Actually, consider that a dare.


dmarks said...

The FCC requirment "...“fairly, in order to afford reasonable opportunity for opposing viewpoints."

runs into the brick wall of the First Amendment. There is no clause in freedom of the press that says "unless deemed unfair by government censors".

Patrick M said...

Anyone who is not in favor by the current or future government should fear the fairness doctrine.

Very simply, look at talk radio under the fairness doctrine (dying) to the post-fairness doctrine airwaves (explodingly busy).

The words say one thing, but they have a chilling effect on speech, not a diversity of.

And if Steve-o wants a debate, suggest Sean Hannity to him. Strangely, I suspect he'd be on the next day.

dmarks said...

"Just good, old-fashioned freedom of speech. Actually, consider that a dare."

Does Shaw really think this is a good idea?

If so, then why doesn't she make sure half the posts here are made by Patrick or someone of a similar non-liberal ideological bent?

And over at Swash, demand that half of the bloggers there represent opposing views (and along the way lift the ban on dissenting comments)?

We'd wait a llloooonnnggg time.

TRUTH 101 said...

Dmarks: The right fears the Truth my friend. In my hometown we don't get any left leaning talk radio. Since Molly Ivins passed away, we rarely get a columnist with left leaning tendencies.

Maybe they would or wouldn't sell here. But I will never know and never have the opportunity.

AS for comments? Once again, I'll give you, Patrick and a very few other right leaning bloggers credit for your convictions that you post views dissenting from Shaw's here. But look at the blogrolls of most of the righties that are in this community. Pamela D. Hart has an extensive list of righties that refuse to post here. At my site. They don't even post at Patrick's site which they should at least read so they could possibly learn how to formulate and communicate well thought out opinion instead of their " Shaw and T101 are commie pinkos" nonsense.

Face the fact Dmarks. Most righties can't face the thought of leaving the security of their deluded right wing media outlets.

As case in point, when Tancredo was exposed by the Veteran for the chicken hawk clown he is, Tancredo ran away.

libhom said...

The corporate media's fear mongeriing should be disregarded. The Fairness Doctrine served our country well for years. We should bring it back.

Mark Bacon of The Bacon Press said...

The Fairness Doctrine was a rule of the FCC. It required broadcast entities using the public airwaves to provide time for “responsible, opposing positions” if said broadcast entity presented an editorial. Pretty straightforward. Even simple. But, oh, so effective.

Faux “News” wouldn’t be able to operate the way they do under the Fairness Doctrine. Oh, they could still operate.

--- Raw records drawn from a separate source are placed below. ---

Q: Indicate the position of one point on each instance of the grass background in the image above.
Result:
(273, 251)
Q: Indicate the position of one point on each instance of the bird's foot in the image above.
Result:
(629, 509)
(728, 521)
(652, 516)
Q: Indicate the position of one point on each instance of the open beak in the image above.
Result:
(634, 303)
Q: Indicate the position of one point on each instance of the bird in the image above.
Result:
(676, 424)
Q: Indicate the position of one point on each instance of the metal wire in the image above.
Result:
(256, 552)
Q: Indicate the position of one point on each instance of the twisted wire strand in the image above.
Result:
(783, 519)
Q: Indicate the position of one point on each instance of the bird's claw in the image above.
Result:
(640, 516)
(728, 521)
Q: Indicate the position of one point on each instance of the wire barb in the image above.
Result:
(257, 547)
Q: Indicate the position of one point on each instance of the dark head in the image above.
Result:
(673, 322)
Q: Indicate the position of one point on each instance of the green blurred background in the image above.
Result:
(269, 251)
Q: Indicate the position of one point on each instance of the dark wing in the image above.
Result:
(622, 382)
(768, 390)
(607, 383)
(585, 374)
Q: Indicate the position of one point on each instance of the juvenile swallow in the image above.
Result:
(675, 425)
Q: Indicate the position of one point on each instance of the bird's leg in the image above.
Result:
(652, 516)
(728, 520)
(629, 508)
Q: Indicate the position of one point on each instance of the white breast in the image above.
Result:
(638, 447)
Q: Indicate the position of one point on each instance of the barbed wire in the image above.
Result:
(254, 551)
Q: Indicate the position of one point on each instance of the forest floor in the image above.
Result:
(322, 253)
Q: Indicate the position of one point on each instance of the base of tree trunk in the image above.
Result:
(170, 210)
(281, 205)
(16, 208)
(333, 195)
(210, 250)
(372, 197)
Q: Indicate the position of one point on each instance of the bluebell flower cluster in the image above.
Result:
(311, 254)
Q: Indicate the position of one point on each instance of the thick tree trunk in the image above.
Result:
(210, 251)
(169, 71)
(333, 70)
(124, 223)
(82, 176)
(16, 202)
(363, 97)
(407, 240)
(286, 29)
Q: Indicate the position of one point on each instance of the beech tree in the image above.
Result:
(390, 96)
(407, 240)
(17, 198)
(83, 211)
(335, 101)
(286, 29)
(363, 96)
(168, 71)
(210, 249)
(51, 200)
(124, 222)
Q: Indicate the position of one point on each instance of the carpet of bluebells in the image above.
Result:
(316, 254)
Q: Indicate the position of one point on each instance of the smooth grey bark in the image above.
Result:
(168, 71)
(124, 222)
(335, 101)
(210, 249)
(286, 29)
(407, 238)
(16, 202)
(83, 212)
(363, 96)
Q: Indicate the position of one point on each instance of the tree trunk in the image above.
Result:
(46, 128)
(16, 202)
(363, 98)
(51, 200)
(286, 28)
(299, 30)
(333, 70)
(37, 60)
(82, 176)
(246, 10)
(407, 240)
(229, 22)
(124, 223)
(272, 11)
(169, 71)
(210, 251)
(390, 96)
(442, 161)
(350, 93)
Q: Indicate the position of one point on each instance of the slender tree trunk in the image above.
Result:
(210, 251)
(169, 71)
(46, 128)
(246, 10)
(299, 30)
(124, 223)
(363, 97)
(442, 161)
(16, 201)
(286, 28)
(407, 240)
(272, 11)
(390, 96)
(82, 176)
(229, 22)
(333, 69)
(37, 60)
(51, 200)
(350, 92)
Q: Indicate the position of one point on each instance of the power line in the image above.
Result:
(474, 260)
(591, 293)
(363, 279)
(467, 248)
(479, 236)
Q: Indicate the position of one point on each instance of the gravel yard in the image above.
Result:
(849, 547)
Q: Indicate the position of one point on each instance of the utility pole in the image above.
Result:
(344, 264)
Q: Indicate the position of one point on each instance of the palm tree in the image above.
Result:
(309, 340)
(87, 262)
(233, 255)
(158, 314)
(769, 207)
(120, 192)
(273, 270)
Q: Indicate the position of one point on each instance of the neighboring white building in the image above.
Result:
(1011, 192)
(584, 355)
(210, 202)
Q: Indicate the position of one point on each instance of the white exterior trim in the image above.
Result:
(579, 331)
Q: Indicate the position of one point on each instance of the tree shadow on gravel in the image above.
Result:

They could go “subscription”, like HBO. Alternately, they could actually broadcast a fair and balanced production but I don’t really think there’s any risk of that.

St. Reagan put an end to enforcement of the Fairness Doctrine, along with rules limiting ownership of media outlets, and the result has been much damage to this nation. Now that moneyed interests control most of “the message”, it’s very easy for those interests to manipulate the understanding of a large number of otherwise normal (but really kinda dumb) Americans. (For the record, I define “really kinda dumb” as people who use ‘wrong-means-keep-doing-the-same” as a guiding principle.)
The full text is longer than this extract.